My view, formed from witnessing the experience of hundreds of enterprises, is that, at least in the software category, sourcing and supplier management should be very closely linked, but not via org structure and reporting lines. This is because:

·         It is impossible to manage software suppliers effectively unless you can influence sourcing. The major players are so big and powerful that they usually have the upper hand in discussions about maintenance renewals and service levels. Even small software providers can build immovable, entrenched positions in their chosen niches. To have sufficient negotiation leverage to do a good job, the supplier manager must be able to credibly threaten to negatively impact the supplier’s ability to win future business.

·         Sourcing is infrequent but intensive, whereas supplier management is continual. The former consumes huge amounts of time and effort for a relatively small period, which risks dropping the ball on monitoring while you’re immersed in a big negotiation, or missing opportunities on the sourcing side due to distractions from the ‘day job’. You therefore need different people handling each side, but collaborating closely with each other.
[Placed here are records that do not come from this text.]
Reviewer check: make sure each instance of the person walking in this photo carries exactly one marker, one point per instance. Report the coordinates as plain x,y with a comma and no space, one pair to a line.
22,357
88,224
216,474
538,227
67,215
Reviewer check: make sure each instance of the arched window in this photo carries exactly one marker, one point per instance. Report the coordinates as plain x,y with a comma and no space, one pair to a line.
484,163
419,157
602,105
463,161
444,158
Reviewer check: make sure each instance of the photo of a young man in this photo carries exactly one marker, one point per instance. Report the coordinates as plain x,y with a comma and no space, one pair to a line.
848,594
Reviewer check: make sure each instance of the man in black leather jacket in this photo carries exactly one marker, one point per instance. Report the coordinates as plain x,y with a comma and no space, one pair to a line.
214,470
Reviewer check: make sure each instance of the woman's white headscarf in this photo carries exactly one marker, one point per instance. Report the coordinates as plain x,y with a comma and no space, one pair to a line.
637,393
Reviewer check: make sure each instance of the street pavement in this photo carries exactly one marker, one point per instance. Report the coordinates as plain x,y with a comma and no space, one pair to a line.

The Strategic Software Sourcing Playbook explains how to build this connection, by creating formal categorization of your software suppliers and using it to influence software category sourcing strategies. As part of this playbook, we’ve just published Forrester's Supplier Partnership Assessment Model, which you can use to drive this categorization by measuring the key attributes that identify your best suppliers. Not only can Sourcing use this to favour the top tier in product decisions, Supplier Management can also use it provide real leverage, by offering to help them win new business by improving in specific areas and by threatening to downgrade them if they fail to rectify their deficiencies.

As we explain in the accompanying report Use Forrester's Software Supplier Tiering Framework To Increase Your Negotiation Power  very few sourcing groups do this effectively, most confusing the need to allocate limited supplier management resources with the need to identify and reward the best sources for new projects. As a result, most mix up forward-looking criteria with ones that measure their current dependence on a supplier, thereby creating a misguided evaluation system that accentuates powerful incumbents' existing negotiation advantage and also overlooks high-performing innovative suppliers who deserve upgraded status. (see Figure 2 from the report).

Bottom line: software sourcing and supplier management are distinct disciplines, but enterprises should link them with a forward-looking supplier categorization system that identifies the best sources of new products and favors them in future sourcing decisions.